I like fun, but competitive decks. So I might not play what is optimal but they have normally been tested to have a 2/3 winrate.
you would have actually less of a chance seeing it after the mulligan since you are drawing 6 cards and not 7 because since the original hand is shuffled in it basically resets everything.
Yes, I realize that, that doesn't mean knowing the additional probability is valueless. It's still applicable to see what those probabilities are for total draws less than 7, even though they will be independently lower.
You can still use that additional probability to determine the odds that a particular card is drawn in any one of the set of chances [first hand, first mulligan, second mulligan, etc]. If, in 4 out of 10 games you see the card in your opening hand, but in ~3.5 out of 10 of the 6 out of 10 other games (when you don't see the card, so you mulligan), you see the card in your first mulligan, then the overall chances of seeing the card *by* the first mulligan is greater than seeing in only your first hand. I think that's worth knowing when it comes to asking the question "is it worth mulliganing for a particular card or set of cards?"
A simple thought experiment is flipping a penny to get heads.
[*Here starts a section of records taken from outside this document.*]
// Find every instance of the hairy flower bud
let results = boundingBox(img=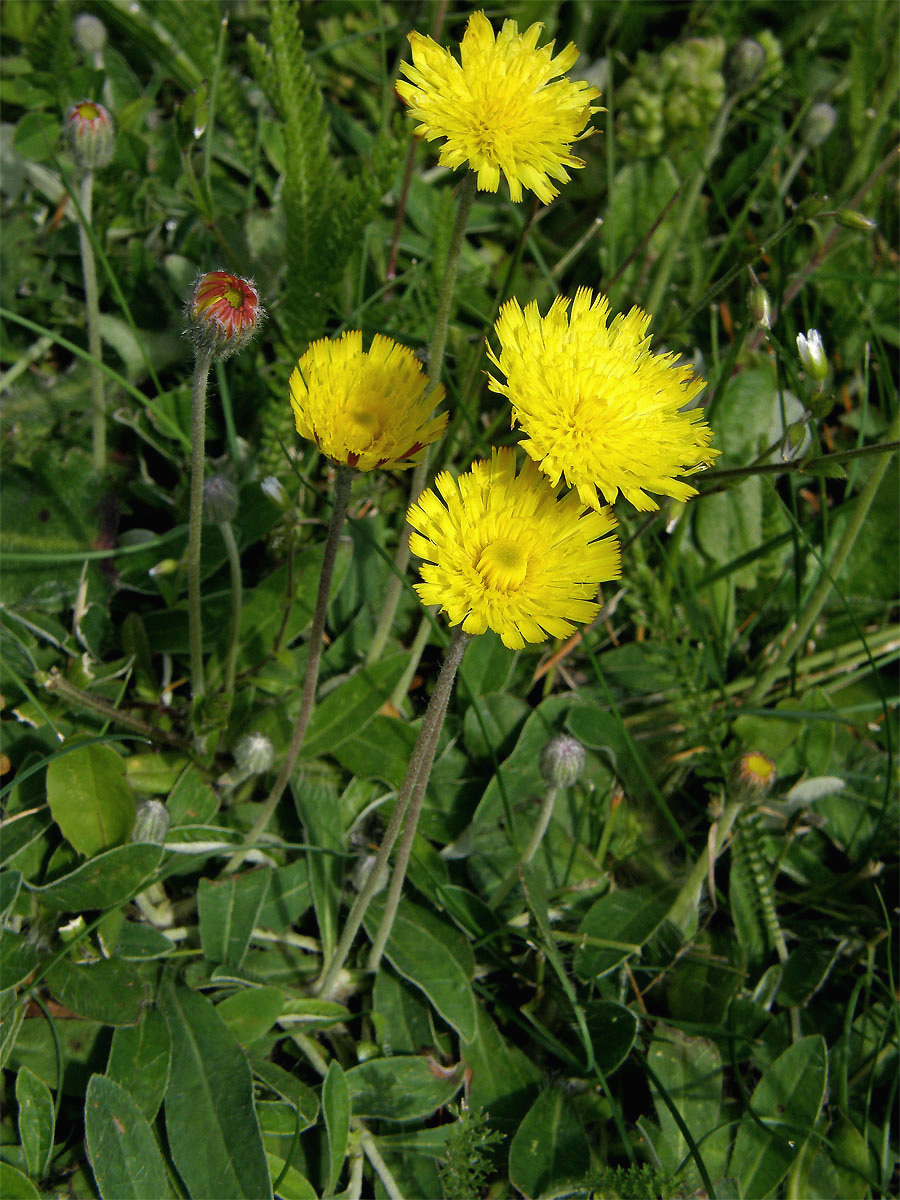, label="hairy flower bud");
[541,733,584,787]
[234,733,275,775]
[73,12,107,54]
[66,100,115,170]
[131,800,170,845]
[203,475,238,524]
[186,271,265,359]
[725,37,766,96]
[797,329,828,383]
[800,101,838,146]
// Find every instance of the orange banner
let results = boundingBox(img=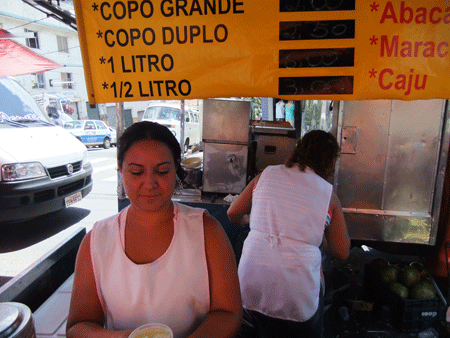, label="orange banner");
[75,0,450,104]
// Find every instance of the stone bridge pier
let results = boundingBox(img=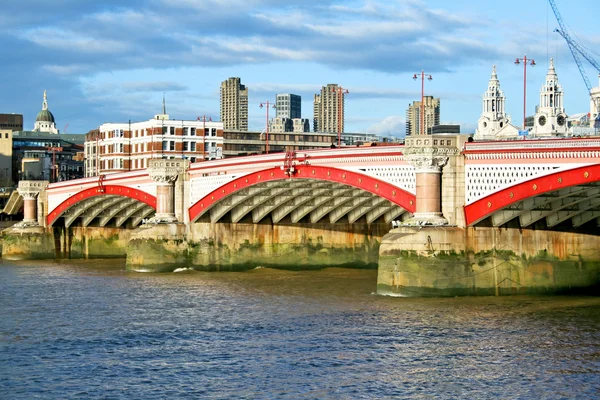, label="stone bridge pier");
[2,181,55,260]
[126,159,190,272]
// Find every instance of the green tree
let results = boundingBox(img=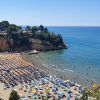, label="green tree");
[9,90,20,100]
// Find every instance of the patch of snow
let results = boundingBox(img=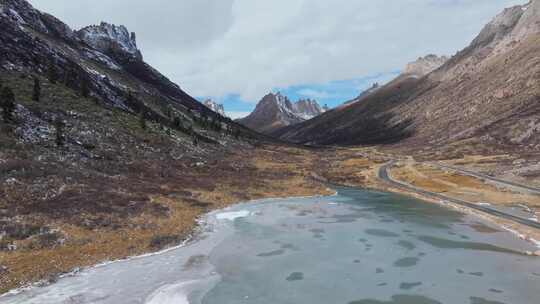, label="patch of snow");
[145,281,197,304]
[216,210,251,221]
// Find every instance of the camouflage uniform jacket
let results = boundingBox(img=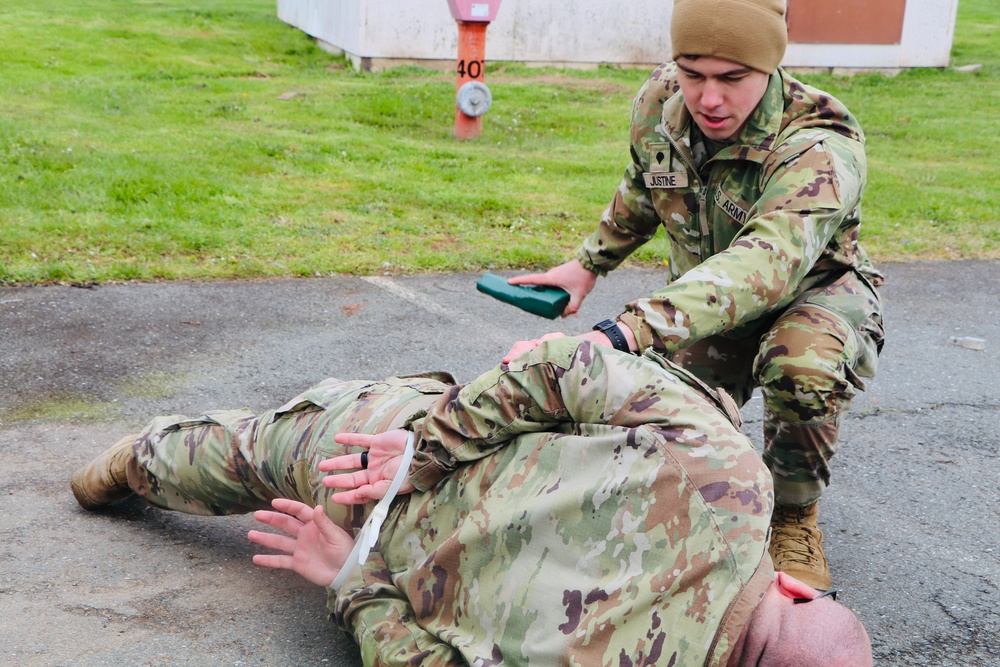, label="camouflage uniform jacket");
[577,63,881,352]
[331,338,774,667]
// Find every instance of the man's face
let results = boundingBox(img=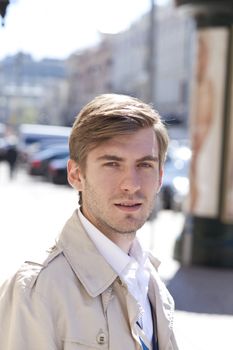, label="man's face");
[68,128,162,236]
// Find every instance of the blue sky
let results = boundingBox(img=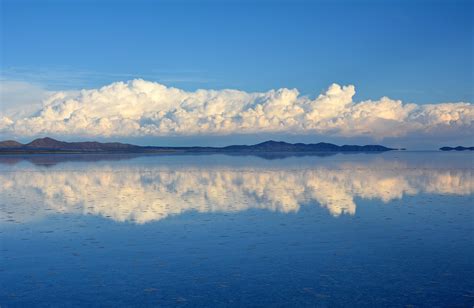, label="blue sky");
[0,0,474,147]
[1,0,473,103]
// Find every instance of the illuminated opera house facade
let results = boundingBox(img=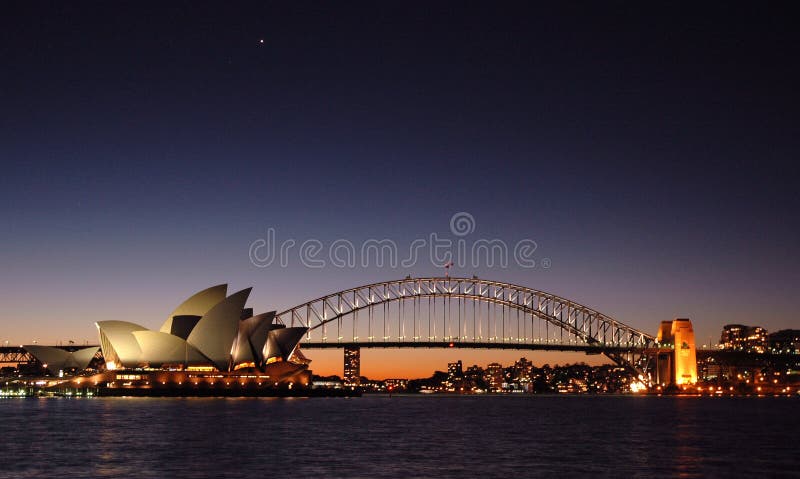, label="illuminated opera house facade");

If heads shows up on the first flip, don't flip again. If tails shows up, flip only once more. Though the second flip still only has a 50% chance of being heads, you will see a heads flip show up an overall 75% of all games.
If you pull the graphs back pre draw #7 you can account for how mulliganing will play into the chances. i.e. if you have 4 of a card in your deck, don't get it in your opening hand, what chance do you have of seeing it on the mulligan, etc.
I've enjoyed your graph posts, btw -- I think they're cool, and I love visualizing applied mathematics.
you would have actually less of a chance seeing it after the mulligan since you are drawing 6 cards and not 7 because since the original hand is shuffled in it basically resets everything. Unless of course you follow the whole gamblers fallacy thing.
If you've already drawn your 7 and did not draw the card you want, then you're not talking probability anymore. There is zero chance to get the card you want, and we can know this because you have already drawn your cards and did not get the one you want. Shuffling up and trying again can't make this chance less than zero. He just wants the graphs extended backwards to show probabilities after 6, 5, 4 draws etc. too instead of only 7+.